June 29, 2014Speaking to German public radio Deutschlandfunk on Sunday, ECB Executive Board member Yves Mersch said the European Central Bank's decision to cut its benchmark interest rate from 0.25 to 0.15 percent was proving effective. However, the bank might refrain from raising the interest rate for the next two years due to the length of time needed for inflation to reach a more stable level.
The slashed rate was announced earlier this month by ECB President Mario Draghi as part of a series of measures aimed at protecting the eurozone's fragile recovery. The central bank also cut its deposit rate to minus 0.1 percent - the world's first major central bank to use a negative rate. The deposit rate is the interest paid to banks on funds deposited with the ECB overnight; now banks must pay for this service, in the hope that they will elect to lend the funds out instead. Furthermore, the ECB said it would make up to 400 billion euros ($542 billion) available in cheap long-term loans for banks, part of a bid to increase lending in the eurozone.
"What we're seeing is just a longer period of very low inflation," Mersch to Deutschlandfunk, explaining that could prove problematic in the future for the eurozone.
Not only did the current inflation rate of 0.5 percent fall below what was considered price stability, but it also meant that EU would not have a buffer zone to protect it from an "external shock" to its economy.
"And when…price stability is [the ECB's] sole essential mandate…which we have defined as an inflation rate of just under 2 percent…I hope that there's understanding for our lowering the interest rate," Mersch said, adding that the bank sought to reach its inflation rate goal "as quickly as possible."

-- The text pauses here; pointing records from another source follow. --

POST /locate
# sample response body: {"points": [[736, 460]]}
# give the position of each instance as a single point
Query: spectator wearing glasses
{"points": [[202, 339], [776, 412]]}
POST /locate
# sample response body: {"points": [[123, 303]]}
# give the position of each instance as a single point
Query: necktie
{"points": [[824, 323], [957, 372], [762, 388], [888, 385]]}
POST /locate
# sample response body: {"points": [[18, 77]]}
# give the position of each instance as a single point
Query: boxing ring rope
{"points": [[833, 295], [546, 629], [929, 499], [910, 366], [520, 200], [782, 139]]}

While the ECB feared a period of deflation - prolonged falling prices for key products across multiple sectors - there was no acute danger as of yet to the currency zone, the ECB executive board member clarified.
German savers worried
The introduction of low interest rates has worried Germany, where many rely on interest from safer investments, such as life insurance, rather than from the stock market. On this point, Mersch emphasized that it was individual country's responsibility to oversee its own financial stability.

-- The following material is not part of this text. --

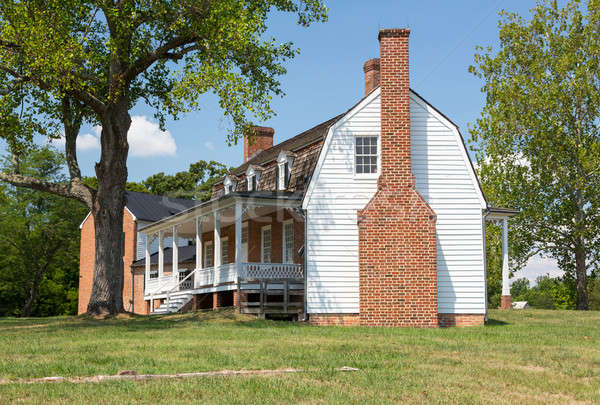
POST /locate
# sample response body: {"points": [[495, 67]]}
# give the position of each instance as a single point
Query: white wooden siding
{"points": [[446, 182], [141, 242], [443, 178], [332, 232]]}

"Every country is free to design its financial structures as it sees fit…the Central Bank steers the economy and isn't responsible for interest rates on savings (accounts)," Mersch said.
German citizens might consider taking greater risks on the market, he said, or invest their money for longer periods of time if they wanted to see greater returns.
"If everything remains as it is, then [the base interest rate] could continue following this model. But you know, that reality is often more complex."